FICCI said in its interim budget, “India is at a critical juncture and given the current global developments and related headwinds, the government should continue to place a major emphasis on public capital expenditure (on physical, social and digital infrastructure) in the upcoming budget. Needed.” Recommendations.
CII has suggested this while proposing the Ministry of Investment Capital expenditure This should be increased by at least 20% to Rs 12 lakh crore during the next financial year. It also wants an urban employment guarantee program and a focus on labor intensive sectors like apparel and footwear, besides steps to increase female labor force participation.
Finance Minister Nirmala Sitharaman is scheduled to present the interim budget on February 1, her sixth consecutive budget, which will equal Morarji Desai’s record. While Sitharaman has clearly hinted at a shift to a new tax regime devoid of exemptions and a lower rate, CII wants the exemptions to be linked to inflation, which would result in an increase in the annual limit of Rs 1.5 lakh for savings instruments.
Similarly, FICCI, which has termed the Tax Deducted at Source (TDS) provisions as cumbersome, has recommended rationalizing the TDS rate to enhance ease of doing business. “It has been suggested that there be only three rate structures for TDS payments – TDS on salaries at the slab rate and two standard rates for TDS for different categories.
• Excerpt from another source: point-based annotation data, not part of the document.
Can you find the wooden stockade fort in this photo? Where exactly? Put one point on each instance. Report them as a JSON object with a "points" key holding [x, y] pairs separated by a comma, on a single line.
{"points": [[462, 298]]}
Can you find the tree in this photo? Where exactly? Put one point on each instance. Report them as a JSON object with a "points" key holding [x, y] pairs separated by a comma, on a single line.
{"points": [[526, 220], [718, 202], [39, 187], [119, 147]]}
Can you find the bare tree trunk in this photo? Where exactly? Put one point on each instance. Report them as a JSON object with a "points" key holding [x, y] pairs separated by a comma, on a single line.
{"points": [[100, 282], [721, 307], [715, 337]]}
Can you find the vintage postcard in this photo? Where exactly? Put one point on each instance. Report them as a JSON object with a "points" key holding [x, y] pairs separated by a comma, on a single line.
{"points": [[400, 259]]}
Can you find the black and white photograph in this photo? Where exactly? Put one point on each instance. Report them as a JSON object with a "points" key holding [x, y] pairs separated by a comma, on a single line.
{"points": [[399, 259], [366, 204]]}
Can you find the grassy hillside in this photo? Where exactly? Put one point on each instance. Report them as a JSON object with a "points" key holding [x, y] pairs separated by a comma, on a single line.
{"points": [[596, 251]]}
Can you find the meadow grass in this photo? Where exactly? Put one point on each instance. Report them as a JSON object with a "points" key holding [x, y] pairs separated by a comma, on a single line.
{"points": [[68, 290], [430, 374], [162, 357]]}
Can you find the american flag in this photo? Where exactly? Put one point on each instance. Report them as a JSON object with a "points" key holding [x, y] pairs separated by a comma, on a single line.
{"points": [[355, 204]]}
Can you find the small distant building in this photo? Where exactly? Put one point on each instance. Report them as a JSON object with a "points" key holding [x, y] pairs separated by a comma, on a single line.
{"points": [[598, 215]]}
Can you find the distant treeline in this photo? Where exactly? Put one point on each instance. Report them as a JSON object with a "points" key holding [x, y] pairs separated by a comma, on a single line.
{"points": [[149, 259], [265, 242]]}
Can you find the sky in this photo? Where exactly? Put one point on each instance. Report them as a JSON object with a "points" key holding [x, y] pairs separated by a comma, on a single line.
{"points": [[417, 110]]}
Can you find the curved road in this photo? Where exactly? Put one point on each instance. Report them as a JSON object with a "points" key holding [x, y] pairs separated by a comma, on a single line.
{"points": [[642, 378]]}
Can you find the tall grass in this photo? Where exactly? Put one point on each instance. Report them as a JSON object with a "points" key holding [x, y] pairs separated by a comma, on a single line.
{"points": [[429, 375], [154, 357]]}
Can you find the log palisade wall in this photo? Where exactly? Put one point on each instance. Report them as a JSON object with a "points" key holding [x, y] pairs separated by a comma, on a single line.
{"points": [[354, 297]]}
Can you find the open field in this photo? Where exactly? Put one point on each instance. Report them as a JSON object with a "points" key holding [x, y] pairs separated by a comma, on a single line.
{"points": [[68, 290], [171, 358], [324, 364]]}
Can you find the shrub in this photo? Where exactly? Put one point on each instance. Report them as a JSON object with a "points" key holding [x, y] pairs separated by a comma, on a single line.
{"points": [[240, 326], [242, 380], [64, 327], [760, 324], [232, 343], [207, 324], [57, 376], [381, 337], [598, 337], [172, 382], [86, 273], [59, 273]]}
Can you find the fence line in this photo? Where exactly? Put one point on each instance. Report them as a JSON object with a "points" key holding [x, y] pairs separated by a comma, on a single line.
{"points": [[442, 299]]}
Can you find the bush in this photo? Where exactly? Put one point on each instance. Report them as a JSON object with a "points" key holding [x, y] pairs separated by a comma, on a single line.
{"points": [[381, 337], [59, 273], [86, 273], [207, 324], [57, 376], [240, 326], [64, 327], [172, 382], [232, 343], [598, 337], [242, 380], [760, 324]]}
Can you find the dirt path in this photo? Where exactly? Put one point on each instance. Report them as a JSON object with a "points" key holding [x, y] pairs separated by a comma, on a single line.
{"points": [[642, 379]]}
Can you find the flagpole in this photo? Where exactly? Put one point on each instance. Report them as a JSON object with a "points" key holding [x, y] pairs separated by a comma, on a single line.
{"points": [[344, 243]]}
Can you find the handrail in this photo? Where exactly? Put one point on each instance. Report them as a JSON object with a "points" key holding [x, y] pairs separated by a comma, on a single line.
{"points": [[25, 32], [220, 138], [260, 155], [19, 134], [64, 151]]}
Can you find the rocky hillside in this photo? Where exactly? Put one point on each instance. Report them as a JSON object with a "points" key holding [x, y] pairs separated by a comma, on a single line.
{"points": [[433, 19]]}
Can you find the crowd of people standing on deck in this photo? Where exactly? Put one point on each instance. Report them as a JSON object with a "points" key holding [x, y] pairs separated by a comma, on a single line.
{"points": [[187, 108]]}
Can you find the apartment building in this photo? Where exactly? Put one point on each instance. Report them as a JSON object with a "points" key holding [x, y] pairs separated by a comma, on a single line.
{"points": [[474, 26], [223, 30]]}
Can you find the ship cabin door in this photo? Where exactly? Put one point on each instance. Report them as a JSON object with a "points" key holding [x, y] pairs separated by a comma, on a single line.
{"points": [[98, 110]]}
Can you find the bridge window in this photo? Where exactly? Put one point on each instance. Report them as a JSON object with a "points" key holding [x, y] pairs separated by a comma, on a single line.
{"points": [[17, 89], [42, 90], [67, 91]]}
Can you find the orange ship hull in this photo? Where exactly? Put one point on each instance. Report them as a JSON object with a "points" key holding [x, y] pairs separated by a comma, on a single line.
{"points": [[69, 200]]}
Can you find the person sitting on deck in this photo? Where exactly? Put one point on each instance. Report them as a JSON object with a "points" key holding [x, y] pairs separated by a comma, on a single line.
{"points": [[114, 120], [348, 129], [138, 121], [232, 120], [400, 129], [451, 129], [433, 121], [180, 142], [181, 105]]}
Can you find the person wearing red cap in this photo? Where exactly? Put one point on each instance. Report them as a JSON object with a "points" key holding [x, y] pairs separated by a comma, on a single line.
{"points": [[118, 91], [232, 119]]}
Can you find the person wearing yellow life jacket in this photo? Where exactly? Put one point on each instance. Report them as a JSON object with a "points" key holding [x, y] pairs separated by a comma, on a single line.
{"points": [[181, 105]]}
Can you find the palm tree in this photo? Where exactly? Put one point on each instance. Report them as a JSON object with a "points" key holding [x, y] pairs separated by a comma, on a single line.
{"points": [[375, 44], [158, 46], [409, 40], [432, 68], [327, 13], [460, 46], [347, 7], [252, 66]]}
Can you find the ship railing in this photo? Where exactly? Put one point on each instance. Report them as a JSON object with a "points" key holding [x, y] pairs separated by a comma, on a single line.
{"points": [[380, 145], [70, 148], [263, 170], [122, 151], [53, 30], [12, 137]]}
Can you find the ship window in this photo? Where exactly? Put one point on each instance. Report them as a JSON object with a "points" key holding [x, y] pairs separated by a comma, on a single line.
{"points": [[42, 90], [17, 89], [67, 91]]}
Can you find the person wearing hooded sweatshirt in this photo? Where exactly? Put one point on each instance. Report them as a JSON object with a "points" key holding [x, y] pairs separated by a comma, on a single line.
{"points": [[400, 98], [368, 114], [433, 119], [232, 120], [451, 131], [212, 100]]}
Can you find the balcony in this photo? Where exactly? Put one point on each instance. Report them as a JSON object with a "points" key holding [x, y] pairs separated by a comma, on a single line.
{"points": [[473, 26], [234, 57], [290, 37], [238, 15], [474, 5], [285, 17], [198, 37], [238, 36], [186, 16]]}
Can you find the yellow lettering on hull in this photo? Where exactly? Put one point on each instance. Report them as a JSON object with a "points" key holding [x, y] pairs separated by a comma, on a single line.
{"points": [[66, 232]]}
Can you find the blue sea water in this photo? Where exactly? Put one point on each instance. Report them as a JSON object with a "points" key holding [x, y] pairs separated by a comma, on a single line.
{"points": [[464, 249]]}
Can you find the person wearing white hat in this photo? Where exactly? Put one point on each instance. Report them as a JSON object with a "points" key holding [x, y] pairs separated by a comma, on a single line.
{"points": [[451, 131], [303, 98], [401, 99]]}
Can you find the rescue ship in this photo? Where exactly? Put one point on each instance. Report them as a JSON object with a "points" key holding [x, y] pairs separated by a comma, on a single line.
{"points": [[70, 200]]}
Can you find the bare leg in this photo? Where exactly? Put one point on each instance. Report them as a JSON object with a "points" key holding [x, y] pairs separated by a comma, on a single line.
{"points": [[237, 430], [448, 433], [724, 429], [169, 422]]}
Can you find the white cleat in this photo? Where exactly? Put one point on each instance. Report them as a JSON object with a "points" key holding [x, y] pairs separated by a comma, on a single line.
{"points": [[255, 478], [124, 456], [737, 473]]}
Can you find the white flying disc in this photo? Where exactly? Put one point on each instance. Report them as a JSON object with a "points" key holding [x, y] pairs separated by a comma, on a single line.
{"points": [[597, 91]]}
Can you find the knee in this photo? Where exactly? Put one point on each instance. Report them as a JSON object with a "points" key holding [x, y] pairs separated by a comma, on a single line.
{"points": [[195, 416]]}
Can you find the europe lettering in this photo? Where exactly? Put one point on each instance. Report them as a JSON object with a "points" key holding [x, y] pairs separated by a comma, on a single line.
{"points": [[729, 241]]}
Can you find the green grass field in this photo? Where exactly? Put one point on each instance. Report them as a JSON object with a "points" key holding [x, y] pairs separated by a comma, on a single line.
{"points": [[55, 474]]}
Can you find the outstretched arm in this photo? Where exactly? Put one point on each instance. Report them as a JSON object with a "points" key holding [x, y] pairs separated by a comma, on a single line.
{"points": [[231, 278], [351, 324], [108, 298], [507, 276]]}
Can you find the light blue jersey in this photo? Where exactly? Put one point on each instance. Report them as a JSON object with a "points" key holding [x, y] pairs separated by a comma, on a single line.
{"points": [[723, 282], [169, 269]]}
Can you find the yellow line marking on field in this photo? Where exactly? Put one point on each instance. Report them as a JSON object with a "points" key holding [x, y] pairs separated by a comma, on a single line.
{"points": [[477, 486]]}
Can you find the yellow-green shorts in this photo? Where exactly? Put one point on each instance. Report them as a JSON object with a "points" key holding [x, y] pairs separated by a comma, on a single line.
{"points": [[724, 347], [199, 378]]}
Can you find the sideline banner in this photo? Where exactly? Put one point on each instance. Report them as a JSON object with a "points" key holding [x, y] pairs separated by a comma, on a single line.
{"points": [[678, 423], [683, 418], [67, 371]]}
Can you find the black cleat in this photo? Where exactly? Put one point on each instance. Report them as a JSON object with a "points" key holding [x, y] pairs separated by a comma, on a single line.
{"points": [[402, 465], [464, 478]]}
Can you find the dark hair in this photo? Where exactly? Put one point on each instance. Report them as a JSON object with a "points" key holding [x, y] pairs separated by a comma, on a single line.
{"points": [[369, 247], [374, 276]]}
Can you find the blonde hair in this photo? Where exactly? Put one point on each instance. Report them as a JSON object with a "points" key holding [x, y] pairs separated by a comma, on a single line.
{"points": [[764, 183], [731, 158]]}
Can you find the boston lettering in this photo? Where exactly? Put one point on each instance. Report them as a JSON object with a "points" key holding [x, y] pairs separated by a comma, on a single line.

Standard revenue-neutral rates will be evaluated by the Revenue Department based on data and Calculations can be made. Analytics. Additionally, there should be a “negative list” of payments on which TDS will not be charged (e.g. payments to senior citizens, exempt income payments, purchases from GST registered entities on which GST is paid , etc.),” it said.
CII has also called for better targeting of subsidies, such as reducing overall expenditure, something that appears uninteresting ahead of the general elections in April-May. The industry lobby group has also suggested setting up a National Economic Security Board to deal with global supply chain disruptions and reduce dependence on sources that account for the bulk of imports.